Evidemment la corruption est un problème, il y a une lutte qui est menée et sans doute faut-il que les efforts aillent plus loin dans les années qui viennent, mais on ne lutte pas aussi facilement, aussi rapidement contre les mauvaises habitudes.
Sur le plan politique, beaucoup ne supportent pas que Laurent Gbagbo reste en prison et entendent boycotter la prochaine présidentielle. N’est-ce pas un germe de division ?
Je considère que la société politique ivoirienne est apaisée depuis quelques années. Nous allons avoir une élection présidentielle dans quelques semaines. Il y a deux anciens Premiers ministres, un ancien président de l’Assemblée nationale, un ancien ministre des Affaires étrangères qui sont candidats, donc je crois que la démocratie est véritablement en marche. Il y a aujourd’hui, deux grands pôles, deux grands mouvements : d’un côté le RHDP, qui est une formation libérale et puis, de l’autre, le FPI qui est sorti de ses cendres sous la présidence de Pascal Affi N’Guessan et le LIDER de Mamadou Koulibaly, qui sont deux mouvements finalement assez proches et qui sont de tendance progressiste, voir socialiste. Ces deux pôles qui sont dénués de toute connotation ethnique, montrent une évolution politique qui, à mon sens, est extrêmement encourageante.
Entre Ouattara, Banny, Affi N’Guessan, Mamadou Koulibaly, Essy Amara, KKB et les autres, est-ce que la France a une petite préférence à votre avis ?
Je crois que la France n’a aucune préférence et n’a pas à s’immiscer dans ce jeu là.
Oui mais en 2014, la visite officielle de François Hollande à Abidjan, a ressemblé à une véritable lune de miel entre les deux présidents. Est-ce qu’au nom de la stabilité, François Hollande ne soutient pas Alassane Ouattara ?
Les relations entre Alassane Ouattara et François Hollande sont à ma connaissance excellentes et c’est normal puisque le président Ouattara est un chef d’Etat qui compte en Afrique occidentale et que la vision, l’expérience d’Alassane Ouattara, sont très précieuses pour le président de la République française.
Pendant cette visite, François Hollande a conseillé au FPI, Pascal Affi N’Guessan de ne pas boycotter la présidentielle de cette année ?
Mais on n’a jamais intérêt à boycotter, personne n’a intérêt à boycotter.
Et ce conseil de Hollande à Affi N’Guessan, c’est exactement ce que souhaitait Alassane Ouattara qui a besoin d’avoir des poids lourds en face de lui pour que l’élection à venir soit la plus démocratique possible. Est-ce que ce conseil de Hollande à Affi N’Guessan n’était pas une sorte de coup de pouce à Ouattara ?

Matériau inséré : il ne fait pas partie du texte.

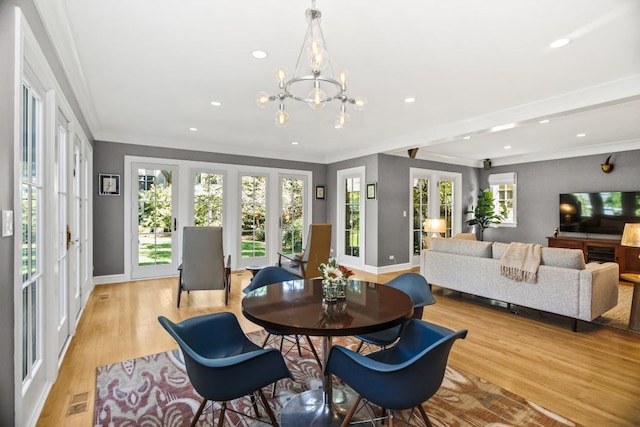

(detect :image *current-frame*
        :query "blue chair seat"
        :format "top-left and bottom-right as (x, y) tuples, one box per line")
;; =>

Il faut savoir ce que l’on veut ! Ou on veut un débat démocratique avec des gens qui participent. On ne peut pas à la fois souhaiter que les élections se passent de manière transparentes, que toutes les sensibilités soient représentées et puis reprocher ensuite à tel ou tel d’inviter les gens à participer au débat.
Jean-Marc Simon, vous êtes un diplomate français à la retraite depuis trois ans, vous êtes donc consultant et on vous a dit très proche d’Alassane Ouattara. Et puis aujourd’hui, certains publient sur la toile un rapport au vitriol contre le régime d’Alassane Ouattara qui serait incapable de réconcilier les ivoiriens, un rapport que vous auriez écrit et signé en mars dernier à l’intention de Thierry Lataste, le directeur de cabinet de François Hollande. Qu’en est-il ?
J’ai vu comme vous ce document, je crois qu’il n’aura échappé à personne qu’il s’agit d’un faux grossier. D’abord parce que l’Etat ne fonctionne pas de cette manière. Les particuliers ne font pas de note à la DGSE et la DGSE ne les publie pas et puis d’autre part chacun, vous l’avez dit vous-même, connaît ma relation de proximité et l’admiration que j’ai pour le président Ouattara. Donc ce sont des méthodes que je qualifierais de crapuleuses et qui mériteraient probablement des actions en justice parce que la désinformation, le mensonge, c’est tout de même assez scandaleux, je dois dire.
Mais cette note existe-t-elle ?
A ma connaissance, elle n’existe pas, je n’en ai jamais entendu parler, pour ma part.